I was recently challenged by my gastroenterologist to describe my gas pains. I was stymied by this request.

“I don’t know,” I said, feeling flummoxed and irritated. “It’s gas pains!”

“Is it a cramp?” she asked.

“Yes, yes, a cramp,” I agreed, thinking I was getting off the hook.

“A sharp pain?” she went on.

“That’s it, a sharp cramp, Bingo,” I said, none too sarcastically. Afterwards, I thought that description was right on the money, really. I just couldn’t think of the words. Odd, since I’m a writer and have a knack for finding accurate word choices. Why couldn’t I?

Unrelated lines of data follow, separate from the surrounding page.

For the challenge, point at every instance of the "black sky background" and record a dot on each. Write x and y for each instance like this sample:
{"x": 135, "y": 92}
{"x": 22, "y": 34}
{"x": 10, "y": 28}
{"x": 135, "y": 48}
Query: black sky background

Emotion is deeply tied with pain and our memory of it. Finding words is an intuitive/intellectual endeavor that is hampered by strong emotion. It is no wonder that pain is hard to describe. But emotion is a necessary ingredient of experiencing pain. Without emotion, we wouldn’t be able to distinguish pain from other sensations such as numbness or tingling. Creating the emotion of pain is the body’s way of preserving itself. It distracts us and holds our attention so we’ll take care of it.

If only it were that easy.

As many of us have discovered, finding the cause and effective treatment of acute pain is much more successful and straightforward than chronic pain. With acute pain, say, you get a paper cut or break an arm; the pain subsides as the wound heals. In research, acute pain studies of animal subjects have been performed much more often and which have involved inducing superficial skin stimuli. But chronic pain involves the deeper tissues—muscles, joints and tendons--and is much more difficult to test, as the dearth of chronic pain studies proves. But it’s chronic pain that most of us with multiple sclerosis have had to suffer with and manage.

Do you have chronic pain? Have you ever tried to describe it? Have your doctors been at a loss to determine the root cause and pinpoint where it originated? You’re not alone.

Did you know there is simple chronic pain and complex chronic pain? The former can be managed by one clinician while the latter requires an interdisciplinary team of specialists who all believe in a biopsychosocial approach to treatment.

I don’t know about you, but my specialist team has not only not affirmed their commitment to such a philosophy, they haven’t even been formally introduced to each other and don’t think of themselves as part of a team with my other specialists, most of whom work in a different health system all together. Those who do operate in my local health system don’t confab with each other, either. Alas, it is up to me to chronicle and communicate all pain complaints and remind each doctor of it in each appointment with them—if it happens to be an issue. They won’t ask me about it if I don’t bring it up.

Though the above is a problem of integrative organization and access, the main challenge for the MS patient remains a problem of communication, the language of pain.

The number system of 1-10 has always seemed inadequate to me. A 3 or 4 is supposed to be less of a problem than a 9 or 10—but in the case of chronic pain, any low-grade pain can be quite wearing and debilitating over time, eventually disabling the sufferer in myriad ways that may seriously compromise their quality of life for years.

In the end, we have to tell them:  “Doc, it hurts when I do this."